También siento miedo de salir a marchar y de alzar la voz, porque conozco los riesgos que implica; siento impotencia por no poder hacer más, impotencia por no poder resolverlo todo o traer de regreso a todas las que ya no están; siento tristeza de pensar en las vidas que se han arrebatado como si no valieran nada; y siento mucho coraje por la forma en la que las autoridades y el gobierno han decidido reacccionar ante la gravedad del asunto, que su respuesta consista en ignorar algo que a mi parecer es obvio e impera atender.

Por un lado, me enorgullece que la exigencia de la lucha feminista nos ha dado el derecho al voto, el derecho a la educación, y tanto más, por otro, me enfurece que ahora tengamos que exigir el derecho a la vida. Por un lado, me siento acompañada y sorora hacia con todas las mujeres que forman parte de la lucha, por otro, me siento triste de las circunstancias que nos unen. Por un lado, me siento valiente y empoderada al alzar la voz y luchar, por otro, siento miedo de alzarla demasiado, siento miedo de ser la próxima.

Hace un año salí a marchar con mi mamá, mi hermana y otras mujeres importantes para mí; fue un día mágico, lleno de emociones encontradas, en el que me sentí acompañada, amada y empoderada. Este año decidí no salir a marchar, pero eso no quiere decir que la lucha haya cesado. Hoy me toca seguir exigiendo desde casa. Seguirme cuestionando e invitando a las y los demás a hacer lo mismo. Seguir alzando la voz para que no se culpe a más niñas y mujeres de usar la falda muy corta, sea o no la del uniforme; seguir exigiendo que se respete la vida de las mujeres como se respetan las canchas de fútbol en el recreo o las paredes de los monumentos; seguir exigiendo justicia por las que ya no están.

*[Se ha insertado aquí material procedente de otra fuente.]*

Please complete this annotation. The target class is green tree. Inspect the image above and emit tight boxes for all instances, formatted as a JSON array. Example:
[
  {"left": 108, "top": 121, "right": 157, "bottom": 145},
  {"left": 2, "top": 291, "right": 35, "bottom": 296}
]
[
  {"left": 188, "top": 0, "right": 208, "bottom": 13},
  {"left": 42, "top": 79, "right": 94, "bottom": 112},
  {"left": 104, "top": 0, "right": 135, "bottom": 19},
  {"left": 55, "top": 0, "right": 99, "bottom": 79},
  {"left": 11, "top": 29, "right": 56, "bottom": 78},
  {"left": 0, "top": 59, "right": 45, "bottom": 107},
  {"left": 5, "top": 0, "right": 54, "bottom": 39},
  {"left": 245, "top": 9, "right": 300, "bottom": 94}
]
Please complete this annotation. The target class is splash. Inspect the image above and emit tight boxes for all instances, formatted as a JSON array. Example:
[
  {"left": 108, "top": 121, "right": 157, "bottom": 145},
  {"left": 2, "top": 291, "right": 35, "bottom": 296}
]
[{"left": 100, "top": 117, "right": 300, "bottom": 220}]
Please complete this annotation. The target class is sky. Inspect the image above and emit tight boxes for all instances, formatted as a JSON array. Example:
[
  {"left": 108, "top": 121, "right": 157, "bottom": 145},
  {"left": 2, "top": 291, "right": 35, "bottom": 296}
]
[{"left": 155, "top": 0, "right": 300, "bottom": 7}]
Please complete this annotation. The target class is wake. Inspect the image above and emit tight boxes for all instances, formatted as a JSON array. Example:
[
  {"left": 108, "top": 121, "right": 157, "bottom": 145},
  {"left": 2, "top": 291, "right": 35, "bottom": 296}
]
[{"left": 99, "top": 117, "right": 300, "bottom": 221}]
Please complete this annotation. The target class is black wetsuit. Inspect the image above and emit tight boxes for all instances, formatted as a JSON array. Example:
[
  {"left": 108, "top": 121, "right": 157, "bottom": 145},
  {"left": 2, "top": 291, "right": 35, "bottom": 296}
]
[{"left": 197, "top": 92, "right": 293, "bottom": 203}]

Mi lucha, mis sentimientos y mis pensares están presentes todo el año, pero definitivamente marzo los aviva aún más. Al igual que cuando era niña, pienso que el ocho de marzo es un día para reconocer el camino recorrido, y me sigo sintiendo orgullosa de ser mujer, pero ahora comprendo que, más que un día de celebración, es un día de conmemoración, lucha y exigencia. Que no es un día para felicitarnos, sino un día para desaprender y deconstruirnos. Ha sido ese cuestionamiento y deconstrucción lo que ha transformado mi ingenuidad en energía y coraje para seguir luchando.

*Mujer mexicana. Licenciada en Pedagogía por la Universidad Iberoamericana.